Tomatoes require a long growing season, so your best bets are to buy plants or start seeds indoors 4 to 6 weeks before your last frost date. Either way, you want a stocky, 6- to 10-inch tall transplant ready to go into the garden after all danger of frost has passed.
To jump-start tomatoes, preheat the garden soil by laying a plastic sheet over the garden bed, pull it tight, cover the edges with soil, and let the plastic heat the soil for 2 weeks before transplanting.
Planting, trellising, and pruning tomatoes
To get the best tomatoes, you need to plant properly, keep the fruits off the ground, and prune them.

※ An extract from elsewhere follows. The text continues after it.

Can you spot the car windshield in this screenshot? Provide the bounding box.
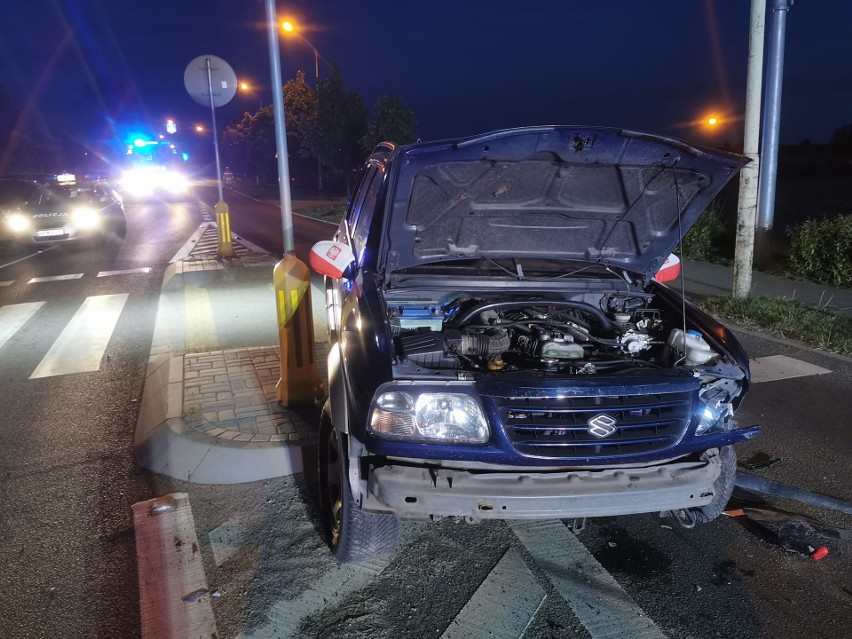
[29,186,101,206]
[394,258,618,280]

Here are the basic steps for planting tomato plants:
Dig a hole twice the diameter and depth of the tomato root ball.
Place a small handful of all-purpose organic fertilizer or compost into the hole.

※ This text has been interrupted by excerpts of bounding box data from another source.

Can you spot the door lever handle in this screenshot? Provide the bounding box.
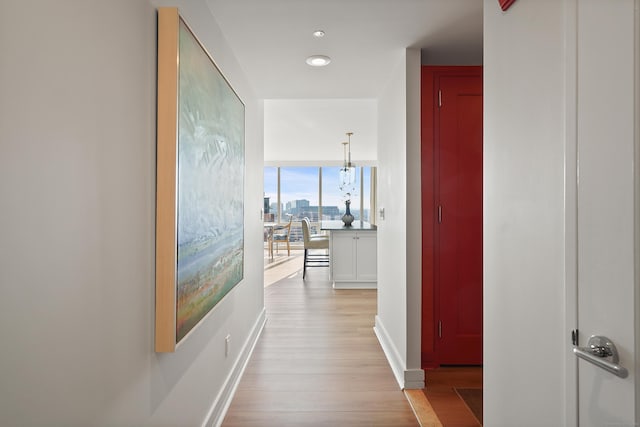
[573,335,629,378]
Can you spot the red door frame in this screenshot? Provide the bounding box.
[420,66,482,369]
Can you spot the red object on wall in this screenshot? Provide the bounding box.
[498,0,516,11]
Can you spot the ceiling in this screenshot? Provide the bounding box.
[206,0,483,99]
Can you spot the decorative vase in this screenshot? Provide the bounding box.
[342,200,353,227]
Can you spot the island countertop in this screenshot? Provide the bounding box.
[320,221,378,231]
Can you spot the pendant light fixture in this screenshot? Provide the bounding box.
[340,132,356,196]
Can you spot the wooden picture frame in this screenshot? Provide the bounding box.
[155,7,245,352]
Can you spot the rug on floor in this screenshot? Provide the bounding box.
[454,388,482,425]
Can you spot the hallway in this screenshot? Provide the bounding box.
[223,257,419,427]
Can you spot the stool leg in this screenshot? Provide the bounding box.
[302,249,307,280]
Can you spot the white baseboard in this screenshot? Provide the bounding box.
[373,316,424,390]
[202,308,267,427]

Plant the tomato transplant up to its two top-most set of leaves.
Roots will form along the buried stem.
Bury the stem vertically or horizontally in the ground, leaving at least two sets of leaves poking out.

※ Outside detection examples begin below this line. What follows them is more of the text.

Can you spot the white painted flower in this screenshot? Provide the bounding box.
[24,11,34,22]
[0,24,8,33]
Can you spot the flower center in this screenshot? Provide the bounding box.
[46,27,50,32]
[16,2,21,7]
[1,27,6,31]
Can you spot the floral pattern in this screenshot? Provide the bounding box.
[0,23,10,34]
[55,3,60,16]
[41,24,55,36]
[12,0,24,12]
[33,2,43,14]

So soon after you transplant, you have to decide which trellising method to use:
Staking: Drive a wooden or metal stake into the ground next to the tomato transplant. Fasten the main trunk of the tomato to the stake with plastic ties.
Caging: Insert a three-ringed metal cage into the soil around your tomato transplant. Keep branches inside the cage as the plant grows.
Stake or cage your tomatoes.
To keep tomato plants vigorous, remove extra side branches. When these suckers are 3 to 4 inches long, remove them by pinching them out or by cutting them back to the main stem with scissors.
Fertilizing and watering your tomatoes
Side-dress your tomato plants with a complete organic fertilizer, such as 5-5-5. Apply the first side-dressing when the tomatoes are golf-ball sized, and then side-dress every three weeks.
Use fertilizers with lower rates of nitrogen; higher rates cause tomato plants to sport lots of dark green leaves and produce few tomatoes.
Tomatoes need 1 inch of water a week, but they may need more in areas with hot, dry, windy summers.
Eliminating pests and other problems
Here are a few insects that are a problem with tomatoes:
Tomato hornworm: These huge, green caterpillars, which sometimes grow to 4 inches long, have a horn-like "tail." A few hungry hornworms can devastate a tomato plant quickly. If you see a hornworm that has what looks like grains of rice stuck on it, leave it alone! The "rice grains" are actually the cocoons of its natural enemy, a parasitic wasp.
Pick off hornworms and drown them in soapy water.Tomato fruitworm: This green, 1-inch-long caterpillar with white or yellow stripes feeds on foliage and fruits. They can be handpicked from plants.
Stink bug: These 1/2-inch-long gray or green shield-shaped insects primarily feed on fruits, causing hard, white or yellow spots on the tomato skin. To control stink bugs, keep your garden weed-free.